Pozwalając na równoczesny skok na OFE przez PTE z jednej strony odrzucono najbezpieczniejsze aktywa – obligacje a więc te, na których nie można zbyt dużo zarobić, ale też wiele stracić. Z drugiej strony dołączono instrumenty pochodne, które są bardzo ryzykowne i bardzo nieczytelne, które w rezultacie też mogą doprowadzić do zwielokrotnienia strat.
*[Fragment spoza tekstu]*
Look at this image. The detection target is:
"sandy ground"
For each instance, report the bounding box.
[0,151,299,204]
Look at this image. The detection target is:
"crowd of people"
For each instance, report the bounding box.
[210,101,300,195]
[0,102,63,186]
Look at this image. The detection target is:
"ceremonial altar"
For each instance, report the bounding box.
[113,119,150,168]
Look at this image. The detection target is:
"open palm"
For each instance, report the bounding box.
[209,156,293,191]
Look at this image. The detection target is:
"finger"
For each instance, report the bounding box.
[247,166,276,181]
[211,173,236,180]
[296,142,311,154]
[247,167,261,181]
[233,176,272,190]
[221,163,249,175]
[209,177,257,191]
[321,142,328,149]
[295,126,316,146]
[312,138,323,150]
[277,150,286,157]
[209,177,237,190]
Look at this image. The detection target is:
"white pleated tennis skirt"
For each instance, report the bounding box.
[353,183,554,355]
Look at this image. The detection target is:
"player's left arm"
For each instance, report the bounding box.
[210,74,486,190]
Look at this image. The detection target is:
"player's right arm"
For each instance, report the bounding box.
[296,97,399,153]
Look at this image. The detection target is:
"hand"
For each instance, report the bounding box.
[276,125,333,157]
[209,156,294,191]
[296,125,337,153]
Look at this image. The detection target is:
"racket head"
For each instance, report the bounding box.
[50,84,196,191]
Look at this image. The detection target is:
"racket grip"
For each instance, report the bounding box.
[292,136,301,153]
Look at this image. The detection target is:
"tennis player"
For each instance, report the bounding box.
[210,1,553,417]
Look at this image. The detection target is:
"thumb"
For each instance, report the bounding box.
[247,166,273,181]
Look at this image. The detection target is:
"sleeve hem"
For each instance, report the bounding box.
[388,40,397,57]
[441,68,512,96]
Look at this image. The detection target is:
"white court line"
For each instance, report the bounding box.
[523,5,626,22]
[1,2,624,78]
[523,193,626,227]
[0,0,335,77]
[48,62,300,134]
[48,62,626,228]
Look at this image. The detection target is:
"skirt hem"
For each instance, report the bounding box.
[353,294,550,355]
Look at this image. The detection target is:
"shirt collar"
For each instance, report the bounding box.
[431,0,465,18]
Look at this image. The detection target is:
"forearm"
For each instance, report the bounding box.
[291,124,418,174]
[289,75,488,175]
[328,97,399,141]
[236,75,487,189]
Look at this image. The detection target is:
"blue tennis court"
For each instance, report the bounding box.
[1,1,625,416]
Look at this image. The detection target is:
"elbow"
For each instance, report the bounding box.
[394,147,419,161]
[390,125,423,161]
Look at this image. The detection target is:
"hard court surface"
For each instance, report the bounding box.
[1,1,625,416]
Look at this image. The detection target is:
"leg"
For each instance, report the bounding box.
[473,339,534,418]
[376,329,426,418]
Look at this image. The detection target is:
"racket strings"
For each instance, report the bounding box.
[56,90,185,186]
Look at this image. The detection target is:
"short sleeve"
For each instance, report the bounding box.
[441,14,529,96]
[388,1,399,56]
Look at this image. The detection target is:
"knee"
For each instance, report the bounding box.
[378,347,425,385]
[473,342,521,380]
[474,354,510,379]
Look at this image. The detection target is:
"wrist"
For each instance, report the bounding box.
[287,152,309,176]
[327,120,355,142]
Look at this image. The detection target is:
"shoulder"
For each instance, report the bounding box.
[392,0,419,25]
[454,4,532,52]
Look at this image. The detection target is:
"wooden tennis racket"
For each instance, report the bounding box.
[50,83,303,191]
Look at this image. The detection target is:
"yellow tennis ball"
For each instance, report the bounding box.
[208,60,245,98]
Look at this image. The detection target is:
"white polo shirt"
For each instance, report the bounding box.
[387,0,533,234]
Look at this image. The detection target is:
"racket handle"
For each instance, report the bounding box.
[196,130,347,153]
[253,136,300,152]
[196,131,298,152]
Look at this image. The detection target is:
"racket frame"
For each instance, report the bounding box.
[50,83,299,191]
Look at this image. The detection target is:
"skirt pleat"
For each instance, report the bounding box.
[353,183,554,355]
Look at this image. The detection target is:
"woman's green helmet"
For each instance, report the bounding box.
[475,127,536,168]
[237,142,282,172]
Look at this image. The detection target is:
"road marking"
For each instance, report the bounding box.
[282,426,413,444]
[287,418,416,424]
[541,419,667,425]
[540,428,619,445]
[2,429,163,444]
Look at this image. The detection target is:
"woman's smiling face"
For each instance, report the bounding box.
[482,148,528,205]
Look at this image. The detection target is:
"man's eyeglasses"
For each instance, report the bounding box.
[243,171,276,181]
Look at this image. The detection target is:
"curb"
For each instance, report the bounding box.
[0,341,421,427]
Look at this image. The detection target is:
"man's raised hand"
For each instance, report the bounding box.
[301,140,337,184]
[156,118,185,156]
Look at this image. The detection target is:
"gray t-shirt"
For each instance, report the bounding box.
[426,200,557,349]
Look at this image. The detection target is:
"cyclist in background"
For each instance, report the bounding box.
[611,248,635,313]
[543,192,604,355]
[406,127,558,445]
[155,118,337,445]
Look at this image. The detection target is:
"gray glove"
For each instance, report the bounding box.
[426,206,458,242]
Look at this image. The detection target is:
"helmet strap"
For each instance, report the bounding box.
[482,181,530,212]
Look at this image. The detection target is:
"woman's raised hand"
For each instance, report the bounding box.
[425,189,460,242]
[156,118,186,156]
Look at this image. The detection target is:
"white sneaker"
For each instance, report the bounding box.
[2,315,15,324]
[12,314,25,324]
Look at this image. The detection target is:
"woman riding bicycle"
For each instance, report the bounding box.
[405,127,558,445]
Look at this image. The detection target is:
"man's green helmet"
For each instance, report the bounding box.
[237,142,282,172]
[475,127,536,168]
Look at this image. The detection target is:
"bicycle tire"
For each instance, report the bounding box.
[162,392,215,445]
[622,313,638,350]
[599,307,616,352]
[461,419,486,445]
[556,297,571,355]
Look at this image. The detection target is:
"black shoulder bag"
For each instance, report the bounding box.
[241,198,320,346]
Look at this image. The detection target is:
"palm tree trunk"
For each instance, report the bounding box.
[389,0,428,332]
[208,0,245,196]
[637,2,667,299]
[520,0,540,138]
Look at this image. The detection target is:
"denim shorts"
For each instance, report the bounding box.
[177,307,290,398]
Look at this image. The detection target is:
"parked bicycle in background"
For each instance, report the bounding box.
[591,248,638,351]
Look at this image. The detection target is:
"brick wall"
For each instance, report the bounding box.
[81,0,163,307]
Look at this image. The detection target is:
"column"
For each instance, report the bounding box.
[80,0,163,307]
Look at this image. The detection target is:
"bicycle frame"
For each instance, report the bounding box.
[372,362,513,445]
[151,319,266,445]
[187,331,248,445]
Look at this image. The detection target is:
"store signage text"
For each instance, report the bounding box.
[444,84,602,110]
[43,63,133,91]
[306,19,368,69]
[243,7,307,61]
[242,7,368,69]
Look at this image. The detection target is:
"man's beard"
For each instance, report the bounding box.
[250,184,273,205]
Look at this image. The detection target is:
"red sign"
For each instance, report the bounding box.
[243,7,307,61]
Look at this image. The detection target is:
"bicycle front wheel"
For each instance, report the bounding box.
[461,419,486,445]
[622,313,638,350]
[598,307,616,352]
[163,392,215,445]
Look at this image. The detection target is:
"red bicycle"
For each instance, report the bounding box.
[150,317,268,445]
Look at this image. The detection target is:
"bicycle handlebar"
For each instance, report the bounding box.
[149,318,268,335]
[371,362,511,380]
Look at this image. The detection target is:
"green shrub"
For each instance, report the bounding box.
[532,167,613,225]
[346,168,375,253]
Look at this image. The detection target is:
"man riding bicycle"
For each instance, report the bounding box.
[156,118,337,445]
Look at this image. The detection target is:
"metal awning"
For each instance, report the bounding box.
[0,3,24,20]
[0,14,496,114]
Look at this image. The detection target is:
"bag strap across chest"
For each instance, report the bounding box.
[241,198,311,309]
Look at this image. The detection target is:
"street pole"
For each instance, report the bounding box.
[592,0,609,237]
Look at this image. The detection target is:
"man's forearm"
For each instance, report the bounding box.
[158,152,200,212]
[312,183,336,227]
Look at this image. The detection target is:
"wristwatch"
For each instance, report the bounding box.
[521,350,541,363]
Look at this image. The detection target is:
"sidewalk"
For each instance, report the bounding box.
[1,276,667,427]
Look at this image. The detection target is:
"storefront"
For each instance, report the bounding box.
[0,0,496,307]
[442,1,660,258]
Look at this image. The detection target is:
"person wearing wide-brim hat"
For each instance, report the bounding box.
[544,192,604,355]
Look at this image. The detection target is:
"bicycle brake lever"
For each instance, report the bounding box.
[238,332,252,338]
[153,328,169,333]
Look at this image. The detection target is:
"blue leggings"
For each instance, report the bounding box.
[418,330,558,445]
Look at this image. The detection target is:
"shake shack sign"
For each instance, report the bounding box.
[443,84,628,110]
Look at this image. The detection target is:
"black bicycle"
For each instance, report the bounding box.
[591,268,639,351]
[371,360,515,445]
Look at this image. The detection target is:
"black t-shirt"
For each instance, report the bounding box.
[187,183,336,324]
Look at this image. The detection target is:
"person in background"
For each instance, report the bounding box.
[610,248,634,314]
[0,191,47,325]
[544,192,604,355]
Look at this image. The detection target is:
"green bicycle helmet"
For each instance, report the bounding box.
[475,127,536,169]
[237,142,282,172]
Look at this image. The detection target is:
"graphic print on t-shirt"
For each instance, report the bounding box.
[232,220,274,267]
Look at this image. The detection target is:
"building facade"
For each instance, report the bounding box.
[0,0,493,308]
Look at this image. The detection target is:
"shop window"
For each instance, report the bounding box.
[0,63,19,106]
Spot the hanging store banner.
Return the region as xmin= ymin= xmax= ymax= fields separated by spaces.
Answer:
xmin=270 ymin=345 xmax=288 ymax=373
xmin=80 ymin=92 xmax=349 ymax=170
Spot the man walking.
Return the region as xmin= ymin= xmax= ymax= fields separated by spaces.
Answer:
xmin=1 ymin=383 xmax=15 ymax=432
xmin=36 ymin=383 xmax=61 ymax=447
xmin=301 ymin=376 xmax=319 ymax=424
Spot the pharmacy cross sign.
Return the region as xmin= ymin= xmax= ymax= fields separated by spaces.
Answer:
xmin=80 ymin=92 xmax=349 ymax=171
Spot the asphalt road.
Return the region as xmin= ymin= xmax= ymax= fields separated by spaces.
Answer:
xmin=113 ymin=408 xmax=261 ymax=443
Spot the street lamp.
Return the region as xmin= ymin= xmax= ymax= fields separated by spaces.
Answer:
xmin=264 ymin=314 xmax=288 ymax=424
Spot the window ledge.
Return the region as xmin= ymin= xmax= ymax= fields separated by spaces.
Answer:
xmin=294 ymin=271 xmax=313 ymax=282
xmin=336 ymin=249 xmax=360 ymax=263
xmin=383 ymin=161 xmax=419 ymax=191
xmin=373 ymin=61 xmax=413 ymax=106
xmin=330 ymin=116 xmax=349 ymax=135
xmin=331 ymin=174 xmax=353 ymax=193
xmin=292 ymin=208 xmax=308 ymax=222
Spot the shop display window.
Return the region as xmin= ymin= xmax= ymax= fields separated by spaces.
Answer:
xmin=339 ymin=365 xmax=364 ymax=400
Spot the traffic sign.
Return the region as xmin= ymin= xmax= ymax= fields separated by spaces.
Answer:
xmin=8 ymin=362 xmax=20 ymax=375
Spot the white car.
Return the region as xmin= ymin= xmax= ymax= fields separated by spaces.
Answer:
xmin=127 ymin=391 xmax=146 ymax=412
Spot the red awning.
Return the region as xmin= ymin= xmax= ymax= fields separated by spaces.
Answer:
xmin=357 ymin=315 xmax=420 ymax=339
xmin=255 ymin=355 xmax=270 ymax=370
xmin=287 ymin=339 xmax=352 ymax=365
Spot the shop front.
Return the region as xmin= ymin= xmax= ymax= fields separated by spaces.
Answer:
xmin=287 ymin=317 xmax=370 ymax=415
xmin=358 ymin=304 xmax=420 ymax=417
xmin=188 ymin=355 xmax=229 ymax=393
Jest to działanie nieodpowiedzialne i wbrew teorii „kosztów agencji”, która postuluje powiązanie interesu zarządzającego z właścicielem środków, w tym wypadku PTE i ich decydentami a członkiem OFE, którzy mają prawo mieć jak najwyższe świadczenia w przyszłości. Ponadto w całej frazeologii mówiącej o tym, że obniża się obciążenia, tak naprawdę je podwyższono. Ponieważ, jeżeli chodzi o opłatę od zarządzania, która w tym przypadku jest kluczowa, to ona w sytuacji zmniejszenia wartości aktywów OFE wzrośnie i będzie wynikiem braku adekwatnej nowelizacji, a nawet wspomnienia o takowej konieczności.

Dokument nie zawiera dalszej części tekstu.